Do you use any of the plugins?

Mike


----------



## dawgfan (Jul 3, 2008)

Nope. Wasn't even aware of them, but I'll check them out. Thanks.


----------



## Mike_WI (Feb 26, 2009)

dawgfan said:


> The Security Manager where I work told me about it. It's considered top notch in the field.


My brother is in IT and showed me this yesterday.
I'll also ask him about plugins...

Mike


----------



## Rijax (Jul 20, 2006)

Mike I have been using Roboform for years and have been very happy with it. It is very comprehensive and not difficult to use once you get used to it. If you buy a Roboform desktop pro license ($29.95), you get all upgrades free and will never have to pay again. if you wish to use the Roboform everywhere version (storing your passwords online) it will cost $9.95 per year.
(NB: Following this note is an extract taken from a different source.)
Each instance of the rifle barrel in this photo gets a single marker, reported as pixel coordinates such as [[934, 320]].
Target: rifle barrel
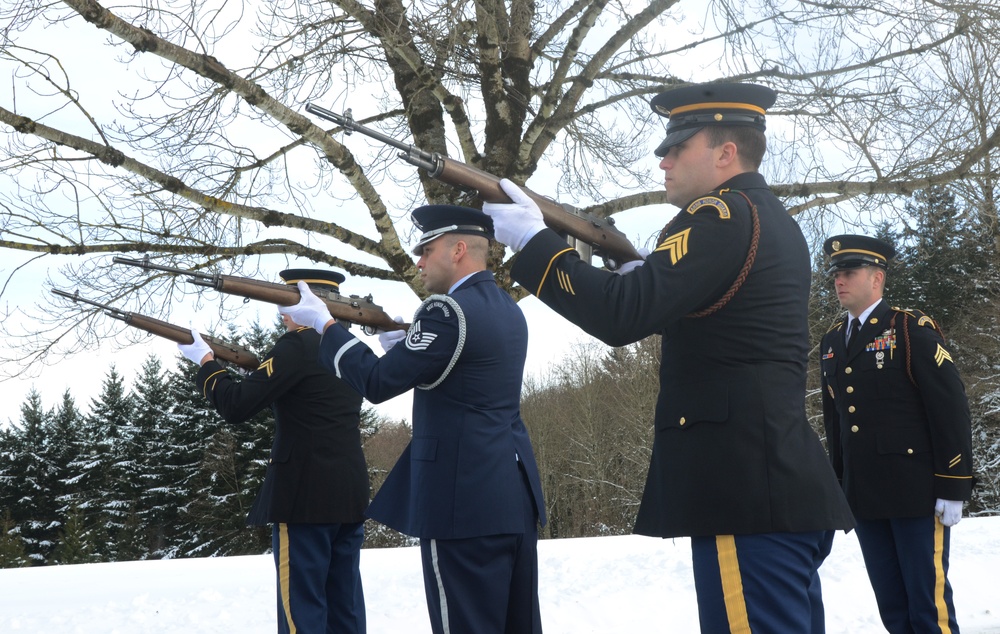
[[607, 241], [223, 350]]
Whenever I go to a site which requires a password, Roboform pops up and with one click I can fill the username, password and submit. I has a password generator which I find very helpful for creating very secure passwords.


----------



## TWISM (May 13, 2009)

I used 1password pro. It syncs to my Mac, iPhone, iPad. Been great for me.


----------



## Mike_WI (Feb 26, 2009)

*1password pro*



TWISM said:


> I used 1password pro.
> It syncs to my Mac, iPhone, iPad. Been great for me.


Thanks.
I added to the post #1 list:
1password pro
KeePass Password Safe
Norton
Roboform


Mike


----------



## gwilks98 (May 3, 2008)

I use Keepass.


----------



## phillihp23 (Mar 14, 2012)

I use Norton.


----------



## iconrl (Jul 30, 2010)

Does anyone use LastPass? It looks pretty good too.


----------



## pharoah (Jul 21, 2012)

i have never cared for such programs myself.i see them as a security risk.you should make passwords long.something like your moms name,and one of your kids birth dates.something easy for you to remember,but long.also should contain numbers and letter.


----------



## epereira (May 12, 2008)

I use RoboForm on all my PCs (it has a wireless sycn function that allows change to sync with all computers). On my Mac, I have used 1Password in the past but now have migrate to RoboForm (which was recently released for the Mac). The Mac version is not as robust as the PC version but works well for basic use.


----------



## andy_c (Aug 8, 2006)

I first read this thread a few weeks ago and am really glad I did! I've been using a program called 4UOnly, which is a freeware that was originally provided by a company whose name I can't recall at the moment. I went looking for updates, and found that it is now being distributed by some outfit that appears somewhat questionable, attaching AdWare to the download. And it's the same version I previously had, so it looks like development has been discontinued. Of course, I don't recommend using it.

After reading about KeePass, I downloaded it and it is really good! I went through the tedious process of transferring over my many passwords from 4UOnly to KeePass, so I'm all set up with KeePass now.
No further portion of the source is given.